Es werden Fotostrecken ausgezeichnet, die ein wesentliches Ereignis des Jahres oder einen wesentlichen Aspekt unseres gesellschaftlichen Lebens meisterhaft veranschaulichen. Die Fotostrecke soll von einem hohen journalistischen Verständnis zeugen und zugleich ästhetisch herausragen. Einzelbilder werden nicht angenommen, es geht dem Preis um die journalistisch-erzählerische und facettenreiche Umsetzung relevanter Inhalte. Es wird die engagierte Arbeit von professionellen Fotograf:innen gewürdigt, die mit großartigen Bildern eine interessante Geschichte erzählen.
Es können Arbeiten zu Themen aus aller Welt eingereicht werden, die im Laufe des Jahres 2025 in einem journalistischen deutschsprachigen Medium (Zeitung, Zeitschrift, Website) veröffentlicht wurden. Die Einreichungen werden nur online (via Picter) entgegengenommen unter www.stern.de/sternpreis.

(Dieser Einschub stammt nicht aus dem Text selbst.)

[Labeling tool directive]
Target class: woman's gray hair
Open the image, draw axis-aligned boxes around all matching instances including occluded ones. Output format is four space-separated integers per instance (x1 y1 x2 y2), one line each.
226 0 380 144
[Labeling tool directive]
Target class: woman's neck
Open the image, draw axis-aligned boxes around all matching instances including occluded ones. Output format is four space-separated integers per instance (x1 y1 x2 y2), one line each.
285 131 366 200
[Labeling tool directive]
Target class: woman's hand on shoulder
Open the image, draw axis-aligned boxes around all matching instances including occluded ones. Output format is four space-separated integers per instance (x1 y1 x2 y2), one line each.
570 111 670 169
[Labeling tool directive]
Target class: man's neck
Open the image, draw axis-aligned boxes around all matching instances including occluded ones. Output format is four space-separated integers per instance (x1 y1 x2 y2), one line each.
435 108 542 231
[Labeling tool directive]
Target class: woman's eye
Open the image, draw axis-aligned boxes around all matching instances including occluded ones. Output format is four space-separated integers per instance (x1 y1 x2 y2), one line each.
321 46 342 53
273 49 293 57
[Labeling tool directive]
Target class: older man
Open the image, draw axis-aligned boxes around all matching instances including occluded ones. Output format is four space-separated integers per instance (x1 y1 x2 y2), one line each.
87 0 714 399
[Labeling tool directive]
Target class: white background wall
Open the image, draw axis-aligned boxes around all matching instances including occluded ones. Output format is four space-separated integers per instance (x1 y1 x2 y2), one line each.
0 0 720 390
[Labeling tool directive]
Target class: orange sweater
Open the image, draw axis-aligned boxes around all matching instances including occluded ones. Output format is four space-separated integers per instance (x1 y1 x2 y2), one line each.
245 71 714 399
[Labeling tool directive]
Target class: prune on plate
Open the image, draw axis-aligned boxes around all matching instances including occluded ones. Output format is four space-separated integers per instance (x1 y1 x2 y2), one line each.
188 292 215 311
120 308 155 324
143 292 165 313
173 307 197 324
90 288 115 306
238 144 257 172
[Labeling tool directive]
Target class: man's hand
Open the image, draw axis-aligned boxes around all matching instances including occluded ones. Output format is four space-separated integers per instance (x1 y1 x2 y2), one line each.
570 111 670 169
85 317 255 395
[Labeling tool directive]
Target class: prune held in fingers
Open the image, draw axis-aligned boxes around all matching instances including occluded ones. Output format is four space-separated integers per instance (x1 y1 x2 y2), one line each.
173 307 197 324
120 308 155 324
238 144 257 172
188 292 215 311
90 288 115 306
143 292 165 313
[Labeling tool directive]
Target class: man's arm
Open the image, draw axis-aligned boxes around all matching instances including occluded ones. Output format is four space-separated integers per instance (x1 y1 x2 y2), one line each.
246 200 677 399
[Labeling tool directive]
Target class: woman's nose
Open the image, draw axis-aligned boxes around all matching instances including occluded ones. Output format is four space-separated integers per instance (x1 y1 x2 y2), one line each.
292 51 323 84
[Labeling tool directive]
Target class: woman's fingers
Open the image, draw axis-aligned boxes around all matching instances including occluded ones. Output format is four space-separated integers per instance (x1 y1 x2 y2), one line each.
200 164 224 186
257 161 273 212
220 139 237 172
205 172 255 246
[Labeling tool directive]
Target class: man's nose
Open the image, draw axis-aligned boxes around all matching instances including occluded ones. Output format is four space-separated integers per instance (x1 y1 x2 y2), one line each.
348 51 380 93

Technische Anforderungen und Hinweise
Zugelassen sind nur Geschichten, von denen mindestens fünf Fotos in einer zusammenhängenden Geschichte veröffentlicht wurden, und zwar in einem Magazin, einer Wochenzeitung, Tageszeitung oder auf einer journalistischen Website. Alle Fotos aus dem Layout der Veröffentlichung in Print oder online müssen eingereicht werden. Zusätzlich können auch bis zu 15 nicht veröffentlichte Bilder eingereicht werden, die zur Geschichte gehören. Bei Projekten, die sich über einen längeren Zeitraum erstrecken, dürfen die ältesten Bilder maximal vor zwei Kalenderjahren gemacht worden sein.
Alle Bilder müssen im Format .jpg in einer Größe von 300 dpi bei 3000 px langer Kante eingereicht werden.
Bei Print-Beiträgen ist ein PDF des Layouts der veröffentlichten Geschichte beizufügen, bei Online-Veröffentlichungen ein PDF sowie der Link zur Geschichte. Für Geschichten, die hinter einer Paywall veröffentlicht wurden, muss entweder ein PDF oder ein kostenloser Zugang für alle Juror:innen mitgesendet werden (mindestens gültig bis August 2026).
Kriterien
Alle Fotos müssen mit genauen Bildunterschriften und Beschreibungen in deutscher Sprache versehen sein. Bilder dürfen nicht durch Nachstellen oder Inszenieren von Ereignissen in die Irre führen.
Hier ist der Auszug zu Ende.